Slow minutes followed. "Yes," Van Meer finally managed, peeking past the blanket. Ella stood there, looking sodden and determined. "Baby Leisl is fine. A bad bruise on her head, exposure and hypothermia, but she's fine. We have you to thank. You saved her life."
"The dog kept her warm." Heavy snow still fell through a grey dawn. Ella's bowman in coat and hat lounged in a camp chair, his hands behind his head like he was basking in the bright rays of summer. Van Meer's fingers began to itch and clutch.
"This is Fritz. He wants to thank you for saving his life. He's the one who found you last night. No wait, it was Rex who found you. He's a good old dog. But anyway, he won't hurt you. Fritz, I mean. No one will. Do you understand? You're safe here; no one will drive you off or try to take you away. No one will bother you. This cabin is yours."
"I saved Fritz's life?" He wasn't going to think about that. The rest of what Ella said slowly penetrated. "I didn't build this, did I?"
"No. I had a couple of local boys do it. Clever lads. Van Meer, can you tell me how you found Leisl?"
"I followed my feet. I walk God's path. Sometimes without pants." He looked down, just to check.
"We brought you some things. Food and clothes and a soldier's cot. They're homecoming gifts. Welcome home." She stepped up to the entrance of the shelter. Van Meer found his Comfort, sat down in a corner and did not look up again. Ella stepped inside.

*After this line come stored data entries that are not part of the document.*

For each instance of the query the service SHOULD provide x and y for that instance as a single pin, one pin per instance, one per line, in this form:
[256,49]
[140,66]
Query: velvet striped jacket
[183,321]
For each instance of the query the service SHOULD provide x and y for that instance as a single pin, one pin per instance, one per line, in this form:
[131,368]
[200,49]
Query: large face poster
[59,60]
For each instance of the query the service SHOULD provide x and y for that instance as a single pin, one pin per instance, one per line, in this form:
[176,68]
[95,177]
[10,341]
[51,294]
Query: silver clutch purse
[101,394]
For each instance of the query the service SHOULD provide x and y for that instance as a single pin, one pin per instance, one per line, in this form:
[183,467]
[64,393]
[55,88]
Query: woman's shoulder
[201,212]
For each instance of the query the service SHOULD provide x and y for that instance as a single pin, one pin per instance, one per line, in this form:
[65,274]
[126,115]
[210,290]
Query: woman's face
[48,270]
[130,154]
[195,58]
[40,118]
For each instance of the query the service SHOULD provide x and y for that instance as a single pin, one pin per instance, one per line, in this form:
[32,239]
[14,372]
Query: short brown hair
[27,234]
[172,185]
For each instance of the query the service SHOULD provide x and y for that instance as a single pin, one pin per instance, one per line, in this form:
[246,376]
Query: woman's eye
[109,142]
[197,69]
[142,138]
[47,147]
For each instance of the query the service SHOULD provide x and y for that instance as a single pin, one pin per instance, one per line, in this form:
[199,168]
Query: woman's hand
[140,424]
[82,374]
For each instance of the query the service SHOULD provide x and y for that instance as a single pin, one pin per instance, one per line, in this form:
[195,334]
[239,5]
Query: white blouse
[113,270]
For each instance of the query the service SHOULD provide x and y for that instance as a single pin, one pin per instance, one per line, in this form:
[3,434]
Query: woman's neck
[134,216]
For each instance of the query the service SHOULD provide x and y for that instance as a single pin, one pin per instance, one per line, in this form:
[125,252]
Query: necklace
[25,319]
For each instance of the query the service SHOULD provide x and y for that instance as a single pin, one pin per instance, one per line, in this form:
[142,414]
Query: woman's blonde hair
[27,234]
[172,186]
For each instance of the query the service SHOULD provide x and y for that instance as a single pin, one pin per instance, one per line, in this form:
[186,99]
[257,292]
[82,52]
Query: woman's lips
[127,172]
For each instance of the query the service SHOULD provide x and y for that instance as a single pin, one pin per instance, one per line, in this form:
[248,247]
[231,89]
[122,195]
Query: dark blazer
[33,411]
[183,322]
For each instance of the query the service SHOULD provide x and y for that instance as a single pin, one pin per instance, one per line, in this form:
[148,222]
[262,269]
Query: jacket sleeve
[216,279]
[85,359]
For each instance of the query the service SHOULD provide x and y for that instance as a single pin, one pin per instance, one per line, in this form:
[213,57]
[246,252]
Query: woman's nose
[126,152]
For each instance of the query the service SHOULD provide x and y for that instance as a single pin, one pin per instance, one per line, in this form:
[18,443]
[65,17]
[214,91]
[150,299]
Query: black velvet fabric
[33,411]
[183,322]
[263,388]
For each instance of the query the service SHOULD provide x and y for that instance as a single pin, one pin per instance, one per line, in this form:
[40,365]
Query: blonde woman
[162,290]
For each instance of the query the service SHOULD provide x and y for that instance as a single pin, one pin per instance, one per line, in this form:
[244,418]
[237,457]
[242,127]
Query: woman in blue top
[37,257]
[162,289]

Winter settled over the forest. In a dirt floor cabin on a snow-lost meadow Van Meer embraced isolation. Nights when the cold was a viscous thing seeping through the walls he sat by the fire in constant attendance. On milder nights he edged back and forth between the too-cold wall and the too-warm fire. Life became routine, but memories seared from his waking mind found their way back in dreams. Van Meer would wake panicked and screaming, clutching his Comfort and backed into a corner. Once he woke shouting obscenities and found himself barefoot in two feet of snow. He hobbled inside to a dying fire. Blood circulation returning to his feet was brought by thousands of fire needles.

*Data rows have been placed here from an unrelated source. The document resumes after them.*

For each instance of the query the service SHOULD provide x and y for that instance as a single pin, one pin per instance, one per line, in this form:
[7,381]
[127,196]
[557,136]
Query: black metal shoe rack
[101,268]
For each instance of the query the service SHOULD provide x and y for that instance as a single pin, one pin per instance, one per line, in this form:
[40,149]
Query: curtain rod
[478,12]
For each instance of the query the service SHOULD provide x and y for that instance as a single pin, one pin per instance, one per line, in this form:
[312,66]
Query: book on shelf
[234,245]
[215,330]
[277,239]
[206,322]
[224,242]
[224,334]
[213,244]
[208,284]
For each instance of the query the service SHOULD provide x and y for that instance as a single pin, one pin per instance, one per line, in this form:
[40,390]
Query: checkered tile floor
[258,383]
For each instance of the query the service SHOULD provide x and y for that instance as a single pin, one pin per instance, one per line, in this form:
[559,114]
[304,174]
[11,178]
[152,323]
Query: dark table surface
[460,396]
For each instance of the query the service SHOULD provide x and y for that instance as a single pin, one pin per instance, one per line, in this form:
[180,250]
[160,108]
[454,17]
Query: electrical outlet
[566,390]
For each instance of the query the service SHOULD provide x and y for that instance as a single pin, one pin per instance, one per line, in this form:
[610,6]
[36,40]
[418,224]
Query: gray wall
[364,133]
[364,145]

When he got snowed in it did not matter. His only real chore was gathering wood and melting snow for tea. He sat by the fire hidden from the world, a fox in a hole, a bear in a den, a tree in a thicket. He drew Ella's bowman often, standing over a corpse with a stick in its eye, warding off a slashing blow or viciously stabbing with a knife. He drew him baptized in blood and in every drawing the bowman's spirit was a vengeful shout. Van Meer fed each drawing to the fire, watching in fascination as ink and paper, blood and vengeance, turned to flame.
By the road an arrow's flight away sat a large box with a lid and latch; a post with a bell hung by it. Twice a week someone would leave supplies and ring the bell and Van Meer would bundle up to force his way out to the road, trying desperately to get the number of steps to come out to exactly six hundred and eleven, the same as the first time he'd counted.
One brittle ache-tooth morning after a deep snow he reached six hundred and eleven well before he reached the road and was forced to stop, frozen not by the marrow-sucking cold but by compulsive insistence. He stood unmoving, distraught and undecided, until the sun topped the trees and his face went numb. He returned to the cabin without reaching the road, feeling nameless unease. His cheeks and the tip of his nose turned black. Dead skin sloughed from his face and the pain stayed with him for days, but Van Meer's urgent need to count steps went away. He counted it a fair trade.